Officials from both counties hope the study released Monday will help them solve mutual transportation problems. The counties are experiencing severe congestion on the Riverside Freeway and increasing use of the narrow, winding Ortega Highway from Lake Elsinore through the Cleveland National Forest to San Juan Capistrano.

The worsening traffic combined with projected population growth and economic interdependence seem certain to bolster the argument for another transit corridor through Santa Ana Canyon or the Cleveland National Forest.

Riverside County has proposed a major route through the Santa Ana Mountains, while the Irvine Co., Orange County's largest developer, has suggested a second highway paralleling the Riverside Freeway.

Researchers say Orange County has had a growing job market, but because of its high housing costs, its supply of workers has not kept pace.
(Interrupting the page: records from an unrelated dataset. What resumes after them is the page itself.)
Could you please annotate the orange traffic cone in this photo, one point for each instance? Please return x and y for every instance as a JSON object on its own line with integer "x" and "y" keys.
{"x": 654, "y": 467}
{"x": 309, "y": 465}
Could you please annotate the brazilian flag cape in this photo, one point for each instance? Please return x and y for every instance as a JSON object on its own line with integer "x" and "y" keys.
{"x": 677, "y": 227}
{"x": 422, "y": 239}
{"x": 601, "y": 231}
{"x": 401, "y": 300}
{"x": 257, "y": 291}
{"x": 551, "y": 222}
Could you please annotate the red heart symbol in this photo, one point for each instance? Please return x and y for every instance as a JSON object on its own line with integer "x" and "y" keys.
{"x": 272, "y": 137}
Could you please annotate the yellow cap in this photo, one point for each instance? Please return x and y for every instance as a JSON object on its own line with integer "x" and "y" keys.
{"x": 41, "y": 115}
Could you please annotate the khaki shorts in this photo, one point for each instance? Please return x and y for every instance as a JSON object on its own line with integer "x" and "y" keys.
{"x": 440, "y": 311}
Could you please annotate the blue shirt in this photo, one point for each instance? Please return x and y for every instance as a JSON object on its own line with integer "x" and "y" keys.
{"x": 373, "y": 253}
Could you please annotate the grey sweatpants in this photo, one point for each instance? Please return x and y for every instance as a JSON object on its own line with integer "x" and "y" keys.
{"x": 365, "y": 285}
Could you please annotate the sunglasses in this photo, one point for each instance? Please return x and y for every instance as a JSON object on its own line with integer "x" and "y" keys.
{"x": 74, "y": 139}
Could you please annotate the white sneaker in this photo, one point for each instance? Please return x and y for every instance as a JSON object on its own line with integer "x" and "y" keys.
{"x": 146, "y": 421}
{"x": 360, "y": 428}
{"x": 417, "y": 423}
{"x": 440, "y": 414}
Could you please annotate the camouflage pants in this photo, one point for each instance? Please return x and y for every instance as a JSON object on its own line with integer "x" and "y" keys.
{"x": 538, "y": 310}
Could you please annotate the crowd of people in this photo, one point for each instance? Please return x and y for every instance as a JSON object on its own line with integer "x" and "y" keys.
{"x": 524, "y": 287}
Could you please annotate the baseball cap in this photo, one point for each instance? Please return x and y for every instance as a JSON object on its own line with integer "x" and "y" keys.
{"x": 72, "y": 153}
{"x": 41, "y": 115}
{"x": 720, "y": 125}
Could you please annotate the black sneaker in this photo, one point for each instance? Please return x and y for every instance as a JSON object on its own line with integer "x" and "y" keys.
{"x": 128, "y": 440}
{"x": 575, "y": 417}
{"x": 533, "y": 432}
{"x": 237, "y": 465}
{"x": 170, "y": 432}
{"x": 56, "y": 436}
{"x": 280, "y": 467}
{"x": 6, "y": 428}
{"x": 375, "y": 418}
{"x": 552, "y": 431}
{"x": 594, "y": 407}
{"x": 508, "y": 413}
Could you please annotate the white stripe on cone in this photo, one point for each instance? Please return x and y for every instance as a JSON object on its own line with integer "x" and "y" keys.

The study concludes that Orange County cannot meet its employment needs without importing labor from areas with more affordable housing, such as Riverside County, over the next two decades.

The report also notes that Riverside County will see an increased job market.

Meanwhile, Orange County's population is projected to increase from about 2.8 million to about 3.4 million by 2020. Riverside County is expected to grow from 1.6 million people to more than 2.4 million.

"What the data seems to say is, if the situation is difficult now, stay tuned, it will get worse," said John Husing of Economics and Politics Inc. in Redlands, which helped conduct the study.

"Somehow you need to facilitate the movement of goods and people between the two counties or both economies will end up with problems," Husing said.